80 汚職警官もいるのを忘れていた

 昼過ぎ、ダイアナとデイビッドはIMワークスを出社し、ディルバルト家に向かった。


「奴らが本格的に動き始める前に踏み込むんだな」

「そうだな。数人が集まるという話だから、二、三人が訪問したところでこちらも動く」


 車内で二人はこれからの行動の最終確認を行った。

 ダイアナが正面から堂々と訪問する。デイビッドはその隙に横手や裏側など、警備の薄そうな場所から忍び込む。

 家で戦闘になるだろうが警察も呼んであるので部下達の逮捕は彼らに任せ、実質ミケールとダイアナの戦いになるだろう。デイビッドは出来得る限りの補佐をすることになる。

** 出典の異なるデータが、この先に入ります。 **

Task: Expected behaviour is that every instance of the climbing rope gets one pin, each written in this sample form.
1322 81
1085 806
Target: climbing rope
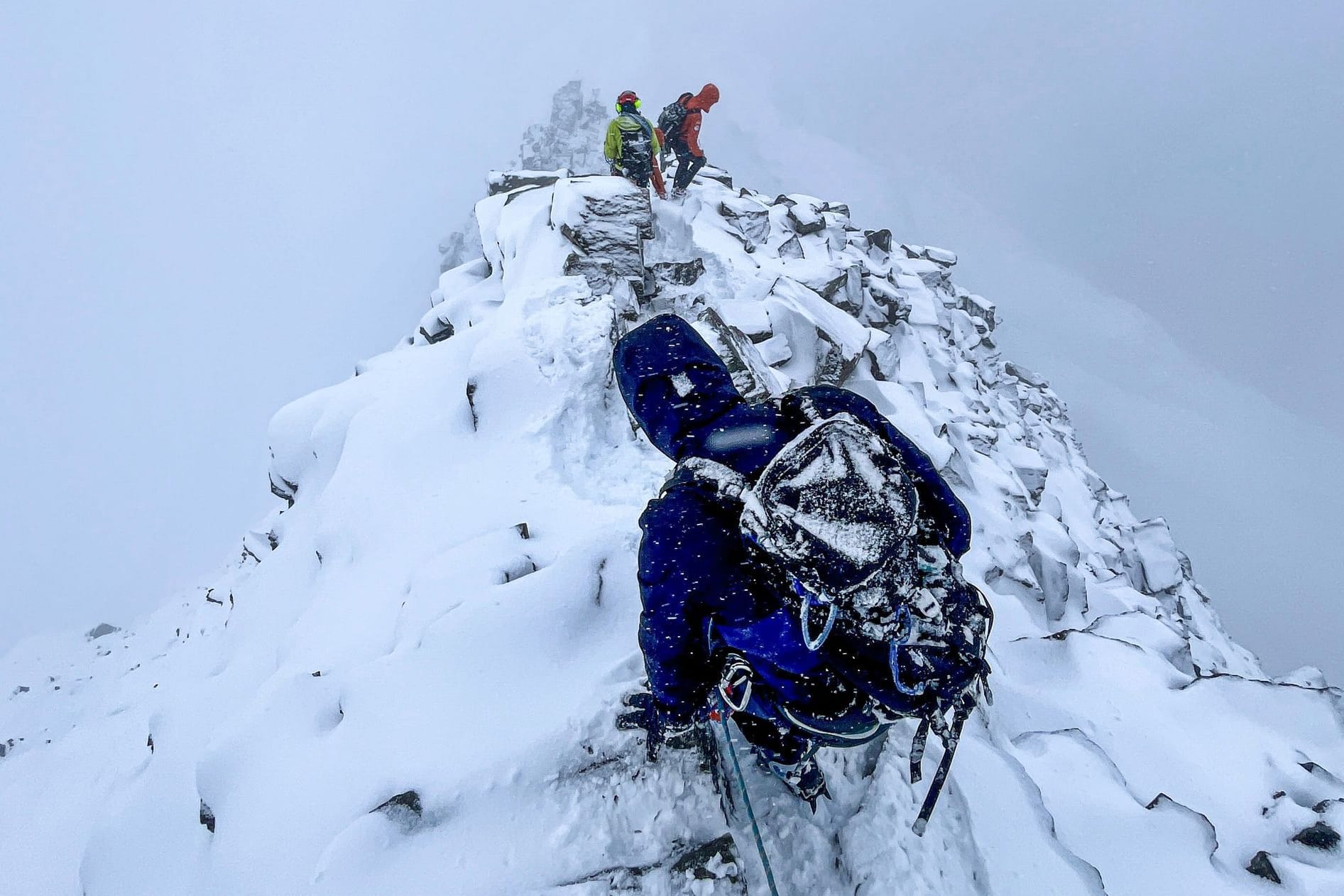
746 799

「家の中に罠を仕掛けてある可能性もあるからな。俺はおまえ達の戦いがきちんと一対一になるように助力しよう」

「オレ一人に任せておけばって口調だが、もしオレが危なくなったらどーすんだよ」

「そこは高レベルの極めし者として自分で何とかするんだろ? “クレイジー・キャンディ”」


 ここで助けると言わないのがデイビッドらしさだ。

 口には出さないが彼はきっとダイアナがピンチだと判断すれば可能な限り助力をしてくれるだろう。


 なんだかんだで相棒となって大きなヤマを三つ超え、彼の性格は判ってきた。


「クレイジーって言うなっての」


 なのでダイアナもいつもの返しで、にししっと笑った。


 こいつとならディルバルトことミケールを取り押さえることができる。計画通りにうまくやれる。

 ダイアナはそう思っていた。


 が。


 目的地まであと五分とない場所、アッパーイーストの住宅街で対向車線から乗用車がものすごい勢いで突っ込んできた。

 デイビッドが咄嗟にハンドルを切って正面衝突は免れたが、運転席の後ろのドアに車がめり込んできた。幸運だったのは後続車が追突してこなかったことだ。

 派手な音が周囲に響き渡り、目撃者は目を見開いて二台の車を凝視している。


 ぶつかると一瞬でも早く予測できたのでダイアナは闘気を解放して身を守っていた。しかしかなりの振動で頭を窓ガラスにぶつけてしまった。


「いててて。おい、デイビッド大丈夫か?」


 運転席の相棒に声をかけると、比較的元気そうな表情で相槌が返ってきたのでほっとした。


 衝突してきた車の後部座席から男が二人、降りてくる。


「話してくる」

「明らかに怪しいぞ」

「判ってる。おまえは車から出るな。ドアもロックしろ。オレが連中と話してる間にマイケルに連絡しとけ」


 二人がこのような会話をするほどに、相手の男達の風体が高級住宅街にそぐなわないものだった。頭はぼさぼさ、服はよれよれで、スラムから拾ってきたのかと疑いたくなるほどだ。


 それに、相手の車は意図してこちらに突っ込んできた感がある。

 カーブもしていない、見通しのいい道路だ。運転手によほどのことがない限り偶発でこんな事故はありえない。

 ダイアナ達が何をしにどこへ行くのかを察したマフィアが妨害工作を仕掛けてきた可能性もあるのだ。


「あんたら、後ろに乗ってんだたよな。運転手は大丈夫か」


 あんなぶつかり方をして無傷なわけはないと思いつつ尋ねる。


「そっちはどうなんだ」


 問い返してきた男の口元が少しニヤついているように見える。


 これは予測通りかとダイアナは警戒感を強めた。

 周りを見回す。

 目撃者の何人かは電話をかけている。警察や救急車を呼んでくれているのだろう。


「大丈夫だ。ただ怪我はしているから出られない」

「へぇ、そりゃお気の毒に」


 言いながら、男達が殴りかかってきた。

 やはりか、とダイアナは拳をかわす。


 まだ歩道に人がいる。男達から殴りかかってきたことを見ていることだろう。ここは早々に男達を無力化した方がよさそうだ。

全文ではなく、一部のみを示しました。